A regular winter ride in my neck of the woods is normally one of several local trails, either in the wash or the foothills that surround the valley. But February, in Southern California isn’t your typical winter, with warm sunny days and sleep-with-the-windows-open nights. Daytime temperatures in the high 80s, motivated Sally and me to load the bikes onto the bike rack and drive to Mountain Home Village (elevation 3,700′) where the Mountain Home Creek trail begins the ascent to Angelus Oaks (5,800′). Just a few weeks ago this route was impassable with snow, but today the trail was in fine form.
A couple of years ago, a utility company had restored the abandoned road to a navigable two-track in order to bury fiber optic cable. This had destroyed what had become a beautiful single track trail over the years. Fortunately, there had been a bit of a flash flood in the mountains, in November, which all but restored it to its previous condition. Rock slides, fallen trees, deep sand and wash outs all made the trail interesting again.
When we came to The Avalanche, I had some trouble making it up the steep incline because the traction was loose and mostly because I’m a klutz. I made it half way before spinning out, so I turned the bike back downhill to try it again. A couple of hikers were closing in which was incentive to clear it on the second attempt. Nearly to the top, I stalled, this time high centered on my seat and unable to clip out of my pedals as I was momentarily unsure of which way the bike was going to go over. As luck would have it, the bike tipped towards the outside (towards the downhill side) which probably looked pretty exciting from below, but I got my foot on the ground before there was any danger of toppling over the edge. When I turned around for the third try, the old hikers (probably my age) were standing in the trail waiting for me to clear the way. The old gentleman kindly mansplained to me how I needed to put more weight on my back wheel and then stand up to pedal to the top. I showed what I thought was commendable restraint by not saying anything unkind in return. In his defense, I did look like quite the novice.

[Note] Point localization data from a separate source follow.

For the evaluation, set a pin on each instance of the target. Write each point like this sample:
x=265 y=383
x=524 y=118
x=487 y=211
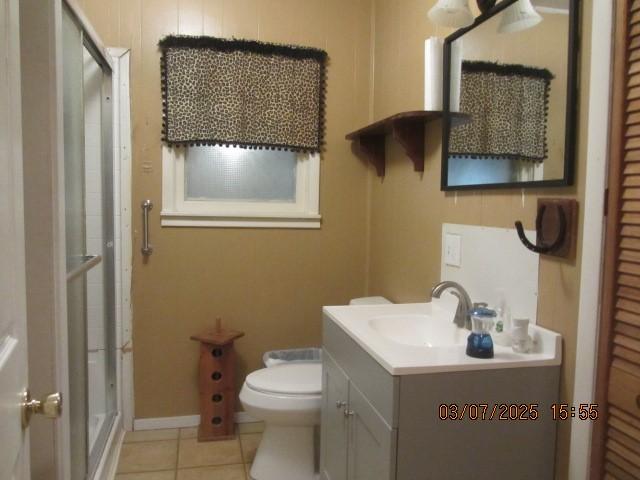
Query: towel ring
x=541 y=246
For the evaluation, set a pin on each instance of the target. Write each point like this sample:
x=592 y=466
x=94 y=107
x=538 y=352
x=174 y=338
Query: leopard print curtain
x=242 y=93
x=508 y=105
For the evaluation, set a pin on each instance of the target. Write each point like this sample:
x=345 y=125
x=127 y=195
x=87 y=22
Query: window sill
x=287 y=220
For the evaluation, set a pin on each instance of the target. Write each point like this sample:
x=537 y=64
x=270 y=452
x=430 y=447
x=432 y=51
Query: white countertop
x=403 y=359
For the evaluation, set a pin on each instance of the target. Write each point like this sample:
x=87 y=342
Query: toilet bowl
x=287 y=398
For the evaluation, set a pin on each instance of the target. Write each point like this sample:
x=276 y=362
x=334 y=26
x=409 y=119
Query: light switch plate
x=453 y=250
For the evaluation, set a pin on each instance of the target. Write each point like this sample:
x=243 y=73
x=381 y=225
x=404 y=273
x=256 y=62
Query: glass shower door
x=89 y=247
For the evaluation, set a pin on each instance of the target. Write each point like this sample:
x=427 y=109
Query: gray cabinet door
x=335 y=391
x=372 y=443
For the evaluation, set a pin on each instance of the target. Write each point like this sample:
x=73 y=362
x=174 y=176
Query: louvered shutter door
x=621 y=446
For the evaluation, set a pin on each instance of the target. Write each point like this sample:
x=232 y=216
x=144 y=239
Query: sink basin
x=418 y=330
x=418 y=338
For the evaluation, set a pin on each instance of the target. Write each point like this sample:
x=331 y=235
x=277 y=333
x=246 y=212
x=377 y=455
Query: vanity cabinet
x=378 y=426
x=356 y=443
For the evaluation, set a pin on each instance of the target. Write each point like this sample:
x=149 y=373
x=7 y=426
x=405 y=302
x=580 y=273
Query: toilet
x=287 y=397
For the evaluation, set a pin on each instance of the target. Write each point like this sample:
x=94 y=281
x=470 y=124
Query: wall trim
x=593 y=234
x=185 y=421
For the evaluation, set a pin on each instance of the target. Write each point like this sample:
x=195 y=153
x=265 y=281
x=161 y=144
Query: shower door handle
x=147 y=249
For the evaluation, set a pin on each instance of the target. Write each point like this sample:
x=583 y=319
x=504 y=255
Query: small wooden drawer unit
x=217 y=383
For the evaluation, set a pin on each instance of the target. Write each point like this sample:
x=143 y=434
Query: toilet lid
x=291 y=379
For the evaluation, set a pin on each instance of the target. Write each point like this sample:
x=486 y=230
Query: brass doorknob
x=50 y=407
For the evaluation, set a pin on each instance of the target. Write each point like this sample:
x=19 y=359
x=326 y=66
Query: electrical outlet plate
x=453 y=250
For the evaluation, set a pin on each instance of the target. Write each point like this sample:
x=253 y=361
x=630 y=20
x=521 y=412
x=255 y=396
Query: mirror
x=510 y=97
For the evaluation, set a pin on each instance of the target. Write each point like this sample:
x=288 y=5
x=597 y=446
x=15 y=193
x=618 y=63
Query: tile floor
x=175 y=454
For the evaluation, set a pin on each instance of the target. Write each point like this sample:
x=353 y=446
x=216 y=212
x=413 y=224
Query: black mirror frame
x=570 y=114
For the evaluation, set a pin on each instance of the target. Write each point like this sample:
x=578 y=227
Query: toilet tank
x=369 y=301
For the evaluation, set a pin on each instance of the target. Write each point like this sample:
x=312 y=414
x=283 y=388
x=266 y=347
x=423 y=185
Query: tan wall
x=269 y=283
x=407 y=209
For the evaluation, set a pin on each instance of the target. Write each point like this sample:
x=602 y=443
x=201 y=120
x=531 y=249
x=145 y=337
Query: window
x=239 y=187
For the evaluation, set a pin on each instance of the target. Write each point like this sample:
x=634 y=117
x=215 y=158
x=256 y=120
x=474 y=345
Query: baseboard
x=182 y=422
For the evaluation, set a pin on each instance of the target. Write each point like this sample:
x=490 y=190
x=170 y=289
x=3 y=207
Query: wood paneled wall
x=269 y=283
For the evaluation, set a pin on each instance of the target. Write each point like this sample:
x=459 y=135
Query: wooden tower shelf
x=407 y=128
x=217 y=383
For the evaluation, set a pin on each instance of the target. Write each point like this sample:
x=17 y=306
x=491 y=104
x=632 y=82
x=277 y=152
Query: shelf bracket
x=373 y=149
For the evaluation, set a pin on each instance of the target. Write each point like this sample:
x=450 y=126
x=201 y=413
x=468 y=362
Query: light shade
x=519 y=16
x=451 y=13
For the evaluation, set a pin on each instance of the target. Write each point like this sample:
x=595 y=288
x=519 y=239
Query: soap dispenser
x=479 y=342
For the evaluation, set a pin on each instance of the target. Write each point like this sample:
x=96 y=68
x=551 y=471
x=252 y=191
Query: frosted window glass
x=239 y=174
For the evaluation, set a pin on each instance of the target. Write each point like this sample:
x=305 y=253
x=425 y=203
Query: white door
x=14 y=452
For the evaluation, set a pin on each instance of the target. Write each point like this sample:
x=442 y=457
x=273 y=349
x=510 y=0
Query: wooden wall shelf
x=407 y=128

On the third assault, I found the sweet spot, the perfect speed and gear, and sailed up as I’ve done at least a hundred times before and I’m sure the gentleman was left with the belief that his generous coaching had enabled me to succeed.
We climbed as far as The Bench and decided that there was no compelling reason to pedal the last two miles to The Oaks restaurant as the food wasn’t that good and we were tired, so tired, in fact, that even the downhill seemed like more effort than we cared to expend. But, of course, as soon as we pointed the bikes down the newly restored trail, we regained our enthusiasm. Riding The Avalanche from the uphill direction is merely a matter of carefully gauging your speed as you come into it. Approach too slowly and you are going to have to pedal to the top, which as described previously, can be problematic. If, on the other hand, you sail up too fast to make the slight turn at the top, you could fly right off the trail. Oh, and one more consideration is that approaching from the uphill side, you can’t see if anyone is ascending from the downhill side. I really didn’t want to mow down the elderly hikers…well at least not his woman companion. As fate would have it, just as I accelerated for the ascent, a guy on a gravel bike crested the top of the berm coming from the opposite direction, oblivious to his peril. I skidded to a stop with room to spare but his eyes were as big as saucers.